S&P also said that it has “assigned its ‘A+’ senior unsecured debt rating to MMC’s proposed issue of $800 million (with the possibility of modest upsizing) senior debentures of 10-year fixed and three-year floating-rate securities, which will be drawn down from the company’s existing shelf registration statement. MMC intends to use the net proceeds from this offering to finance the $1.95 billion cash acquisition of Kroll Inc.”
MMC announced in May that it would acquire Kroll, a global risk consulting company providing professional service expertise in security services, bankruptcy, turnaround and business recovery, forensic accounting, litigation support, crises management, and background screening (See IJ Website May 18).
S&P noted that these business lines generated $485 million in revenue in 2003. “The successful integration of Kroll’s operations would enhance MMC’s competitive position,” commented S&P credit analyst Steven Ader. “However, the downgrade reflects the adverse impact of funding the transaction with debt, the continued uncertainty of various regulatory issues on MMC’s operating subsidiaries, and the risks of integrating an organization that has significantly grown through recent acquisitions.”
S&P’s bulletin noted that “the ratings on MMC are supported by the extremely strong earnings and cash flow generation from its diverse and well-positioned subsidiaries led by Marsh Inc., the world’s leading broker.

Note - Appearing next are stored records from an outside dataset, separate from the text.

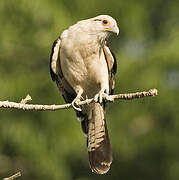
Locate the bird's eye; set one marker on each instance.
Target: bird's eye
(105, 22)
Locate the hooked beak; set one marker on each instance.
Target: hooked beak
(115, 30)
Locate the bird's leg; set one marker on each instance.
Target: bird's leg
(99, 97)
(102, 95)
(77, 100)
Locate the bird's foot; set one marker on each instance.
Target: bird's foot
(75, 103)
(102, 96)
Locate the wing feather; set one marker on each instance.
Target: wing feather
(112, 67)
(56, 73)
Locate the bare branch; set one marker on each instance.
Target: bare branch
(18, 174)
(22, 105)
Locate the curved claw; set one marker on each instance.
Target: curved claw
(100, 96)
(74, 104)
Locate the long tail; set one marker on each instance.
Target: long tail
(99, 149)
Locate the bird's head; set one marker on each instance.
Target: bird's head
(105, 24)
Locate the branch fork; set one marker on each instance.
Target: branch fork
(22, 105)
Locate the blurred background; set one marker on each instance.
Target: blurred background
(50, 145)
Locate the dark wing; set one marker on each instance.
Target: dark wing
(112, 67)
(56, 73)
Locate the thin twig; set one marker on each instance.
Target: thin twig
(18, 174)
(22, 105)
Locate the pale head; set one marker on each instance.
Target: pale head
(105, 23)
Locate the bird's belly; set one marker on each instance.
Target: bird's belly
(90, 74)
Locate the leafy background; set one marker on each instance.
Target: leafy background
(50, 145)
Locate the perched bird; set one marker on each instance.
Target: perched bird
(83, 66)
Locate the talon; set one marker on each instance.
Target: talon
(108, 97)
(100, 96)
(74, 104)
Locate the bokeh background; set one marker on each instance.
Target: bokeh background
(144, 133)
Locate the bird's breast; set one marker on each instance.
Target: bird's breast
(86, 68)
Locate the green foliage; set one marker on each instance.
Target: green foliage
(50, 145)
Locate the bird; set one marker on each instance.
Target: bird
(83, 66)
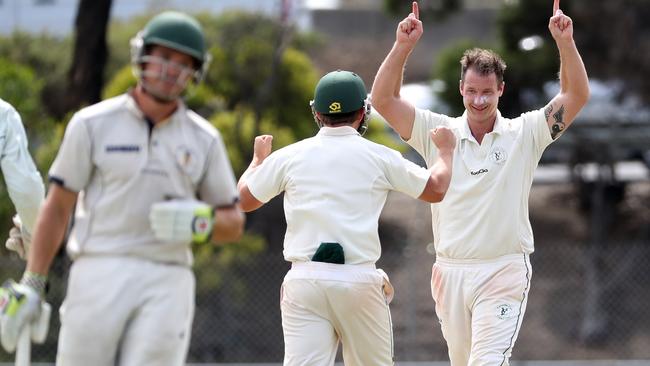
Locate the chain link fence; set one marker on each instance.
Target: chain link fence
(588, 299)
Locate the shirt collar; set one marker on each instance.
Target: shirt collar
(466, 133)
(337, 131)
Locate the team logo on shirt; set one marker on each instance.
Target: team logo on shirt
(498, 155)
(186, 158)
(504, 311)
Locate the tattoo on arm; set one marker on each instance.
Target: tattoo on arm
(547, 111)
(558, 127)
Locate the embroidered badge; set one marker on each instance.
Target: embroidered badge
(504, 311)
(498, 155)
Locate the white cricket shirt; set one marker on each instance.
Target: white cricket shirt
(335, 185)
(121, 164)
(485, 211)
(24, 183)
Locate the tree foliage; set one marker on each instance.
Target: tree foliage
(429, 9)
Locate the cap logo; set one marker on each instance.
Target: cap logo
(335, 107)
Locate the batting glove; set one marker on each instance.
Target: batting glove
(19, 238)
(20, 306)
(182, 221)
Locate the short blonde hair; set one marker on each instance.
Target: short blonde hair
(484, 62)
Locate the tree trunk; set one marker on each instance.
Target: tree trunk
(90, 53)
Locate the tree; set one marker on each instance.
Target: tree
(90, 53)
(428, 8)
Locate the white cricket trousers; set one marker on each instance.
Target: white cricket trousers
(125, 311)
(324, 303)
(480, 305)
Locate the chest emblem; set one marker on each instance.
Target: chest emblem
(186, 158)
(498, 155)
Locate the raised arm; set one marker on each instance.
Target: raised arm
(385, 93)
(261, 150)
(440, 178)
(574, 84)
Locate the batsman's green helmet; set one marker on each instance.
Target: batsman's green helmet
(177, 31)
(339, 92)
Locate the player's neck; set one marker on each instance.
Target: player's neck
(155, 109)
(480, 128)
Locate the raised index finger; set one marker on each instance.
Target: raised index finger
(415, 10)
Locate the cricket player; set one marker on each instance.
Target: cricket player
(149, 177)
(335, 185)
(24, 182)
(482, 233)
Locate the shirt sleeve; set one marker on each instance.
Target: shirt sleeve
(424, 122)
(405, 176)
(73, 165)
(24, 182)
(267, 180)
(218, 187)
(537, 130)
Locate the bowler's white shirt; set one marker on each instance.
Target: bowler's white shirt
(335, 185)
(485, 211)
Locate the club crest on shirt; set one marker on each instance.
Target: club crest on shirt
(186, 158)
(498, 155)
(504, 311)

Partially offsetting these positive factors are the company’s somewhat aggressive financial leverage, as demonstrated by total obligations (adjusted for the net present value of noncancelable operating leases) to total capitalization of 51 percent as of year-end 2003.”
The rating agency said it “expects that total obligations (adjusted for the net present value of noncancelable operating lease payments) to total capitalization (including the net present value of noncancelable operating lease payments) and adjusted fixed-charge coverage, incorporating 10 percent imputed interest from noncancelable operating leases, will return to pre-transaction levels by year-end 2005.”